2. The brief facts are that the assessee is in the retail business of threads and covered by Section 44AF. However, the assessee had disclosed net profit less than prescribed under Section 44AF, got his accounts audited and the return of income was filed accordingly at the lower net profit. The AO though accepted the net profit of Rs. 95,200 as per P&L a/c, however, observed that the assessee had made cash payments of expenses, i.e., purchases from Coats Viyella India Ltd., provisions of Section 40A(3) were applied thereto resulting in 20 per cent addition out of such cash purchases at Rs. 3,48,705. Aggrieved the assessee preferred first appeal where the confirmation letters from Coats Viyella India Ltd. was submitted. The cash payments were made as on some occasions, the advance payment cheques issued by assessee were dishonoured which could have lead to criminal proceedings. Under these circumstances, the cash payments were made on the insistence of the party. Reliance was placed on CBDT Circular No. 250, dt. 11th Jan., 1979. It was contended that a too technical approach should not be applied to the assessee’s case. The CIT(A), however, held that Section 40A(3) was amended w.e.f. 1st April, 1997 dispensing Clause (j) of Rule 6DD and in case of such cash payments disallowance of 20 per cent was applicable, the circulars were not applicable to assessee’s case, the addition was upheld.

3. The learned counsel for the assessee reiterated the stand taken before lower authorities. It was contended that the payments were made in a very peculiar circumstance as some of the cheques were dishonoured and the seller was unwilling to sell the goods without advance cash payment. Besides, in case of dishonour of cheques there was strong possibility of consequences of criminal proceedings. Alternatively, it was contended that had the assessee returned 5 per cent net profit on its total turnover under Section 44AF(1), provisions of Section 40A(3) are not applicable, in any case the assessee is covered under Section 44AF(5) and still the provisions of Sections 28 to 43C are not applicable. It was further contended that even if this plea is not acceptable, what legislature intended was to tax retail traders in a summary manner at the net profit of 5 per cent of the turnover. An additional plea was made that the assessee may be subjected to Section 44AF(1), i.e., the income may be assessed at the rate of 5 per cent net profit on total turnover under Section 44AF(1) and provisions of Section 40A(3) may not be applied. Reliance was placed on judgment of Tribunal, Pune Bench, in the case of Balaji Construction v. Asstt. CIT (2000) 66 TTJ (Pune) 718 and Tribunal, Hyerabad Bench, in the case of Bangaru Manikyam v. ITO (1987) 21 ITD 320 (Hyd).

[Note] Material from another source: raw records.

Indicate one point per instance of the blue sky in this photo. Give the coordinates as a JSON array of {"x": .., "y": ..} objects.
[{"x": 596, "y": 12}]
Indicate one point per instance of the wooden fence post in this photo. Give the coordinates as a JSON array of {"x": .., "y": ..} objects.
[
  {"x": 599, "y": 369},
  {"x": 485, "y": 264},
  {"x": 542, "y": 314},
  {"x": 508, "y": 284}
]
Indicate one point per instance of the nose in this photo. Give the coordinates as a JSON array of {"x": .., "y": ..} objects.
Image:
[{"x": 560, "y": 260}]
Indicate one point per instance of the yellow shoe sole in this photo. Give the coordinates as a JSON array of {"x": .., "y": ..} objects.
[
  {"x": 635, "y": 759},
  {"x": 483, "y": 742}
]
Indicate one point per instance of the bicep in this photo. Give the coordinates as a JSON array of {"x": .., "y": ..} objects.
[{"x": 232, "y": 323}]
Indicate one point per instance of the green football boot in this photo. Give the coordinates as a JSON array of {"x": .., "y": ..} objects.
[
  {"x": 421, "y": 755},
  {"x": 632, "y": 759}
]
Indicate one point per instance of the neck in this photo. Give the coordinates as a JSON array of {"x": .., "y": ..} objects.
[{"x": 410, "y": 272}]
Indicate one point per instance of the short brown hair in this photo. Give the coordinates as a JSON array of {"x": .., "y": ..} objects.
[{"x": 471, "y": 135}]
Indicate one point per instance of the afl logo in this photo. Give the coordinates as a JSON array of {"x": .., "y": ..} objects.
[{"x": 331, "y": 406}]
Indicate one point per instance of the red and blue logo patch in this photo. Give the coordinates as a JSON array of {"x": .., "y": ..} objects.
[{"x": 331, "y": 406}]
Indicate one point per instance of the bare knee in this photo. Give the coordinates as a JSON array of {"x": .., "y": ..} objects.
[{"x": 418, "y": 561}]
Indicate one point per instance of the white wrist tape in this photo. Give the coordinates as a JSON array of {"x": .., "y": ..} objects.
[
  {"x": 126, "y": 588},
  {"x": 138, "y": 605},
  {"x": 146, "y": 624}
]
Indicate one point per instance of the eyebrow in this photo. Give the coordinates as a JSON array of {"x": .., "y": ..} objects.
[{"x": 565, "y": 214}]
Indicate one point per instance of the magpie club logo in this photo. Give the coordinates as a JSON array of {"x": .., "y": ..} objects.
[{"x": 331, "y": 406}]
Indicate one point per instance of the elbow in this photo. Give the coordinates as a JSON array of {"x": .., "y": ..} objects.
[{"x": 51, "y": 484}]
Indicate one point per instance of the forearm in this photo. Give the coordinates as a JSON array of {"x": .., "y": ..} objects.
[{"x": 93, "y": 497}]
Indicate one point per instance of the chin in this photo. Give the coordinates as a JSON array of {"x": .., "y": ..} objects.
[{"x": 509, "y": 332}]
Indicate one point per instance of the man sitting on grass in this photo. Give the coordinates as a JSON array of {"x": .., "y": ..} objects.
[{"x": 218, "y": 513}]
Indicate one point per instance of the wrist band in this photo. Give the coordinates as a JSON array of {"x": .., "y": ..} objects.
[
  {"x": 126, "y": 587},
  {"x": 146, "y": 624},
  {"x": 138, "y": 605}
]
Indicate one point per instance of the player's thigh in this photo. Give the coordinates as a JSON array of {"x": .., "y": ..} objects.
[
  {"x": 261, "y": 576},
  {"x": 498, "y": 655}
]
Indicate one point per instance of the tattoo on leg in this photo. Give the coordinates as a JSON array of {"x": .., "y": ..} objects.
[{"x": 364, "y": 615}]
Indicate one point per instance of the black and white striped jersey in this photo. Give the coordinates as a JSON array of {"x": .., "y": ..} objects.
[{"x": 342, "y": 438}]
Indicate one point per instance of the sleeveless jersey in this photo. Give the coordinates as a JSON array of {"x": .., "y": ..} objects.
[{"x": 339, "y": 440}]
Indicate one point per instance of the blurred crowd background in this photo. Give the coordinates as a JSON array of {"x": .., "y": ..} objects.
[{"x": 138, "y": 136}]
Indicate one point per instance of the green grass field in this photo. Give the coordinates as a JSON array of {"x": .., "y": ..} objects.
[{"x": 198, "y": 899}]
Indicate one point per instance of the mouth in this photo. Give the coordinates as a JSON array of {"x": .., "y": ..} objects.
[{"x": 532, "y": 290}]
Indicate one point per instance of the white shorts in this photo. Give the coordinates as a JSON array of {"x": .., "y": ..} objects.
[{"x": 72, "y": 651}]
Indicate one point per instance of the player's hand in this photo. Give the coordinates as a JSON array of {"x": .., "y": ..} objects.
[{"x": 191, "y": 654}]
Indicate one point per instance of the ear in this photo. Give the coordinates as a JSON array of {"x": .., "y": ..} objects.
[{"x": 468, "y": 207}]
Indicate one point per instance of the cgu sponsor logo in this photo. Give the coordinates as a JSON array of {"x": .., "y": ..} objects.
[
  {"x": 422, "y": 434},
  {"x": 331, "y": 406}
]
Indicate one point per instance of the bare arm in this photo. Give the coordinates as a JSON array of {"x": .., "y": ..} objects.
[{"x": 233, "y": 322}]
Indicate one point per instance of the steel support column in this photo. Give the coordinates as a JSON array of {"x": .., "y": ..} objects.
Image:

4. The learned Departmental Representative supported the orders of lower authorities. However, agreed to the last proposition of the assessee that the income of the assessee may be taxed at 5 per cent net profit on the total turnover, i.e., Rs. 30,76,348 and may be assessed accordingly. Therefore, provisions of Sections 28 to 43C may not be applied.

5. I have heard the rival contentions and perused the materials available on record. I find merit in the arguments of both the parties, the legislature has intended to tax the retail traders in a presumptive manner at the rate of 5 per cent net profit on total turnover thereby the provisions of Sections 28 to 43C [including Section 40A(3)] will not be applicable. Since both the parties have agreed to make the assessment under Section 44AF(1), the AO is directed to apply 5 per cent of net profit on total turnover and thereby delete the addition made under Section 40A(3). The AO is directed accordingly, assessee’s appeal is partly allowed.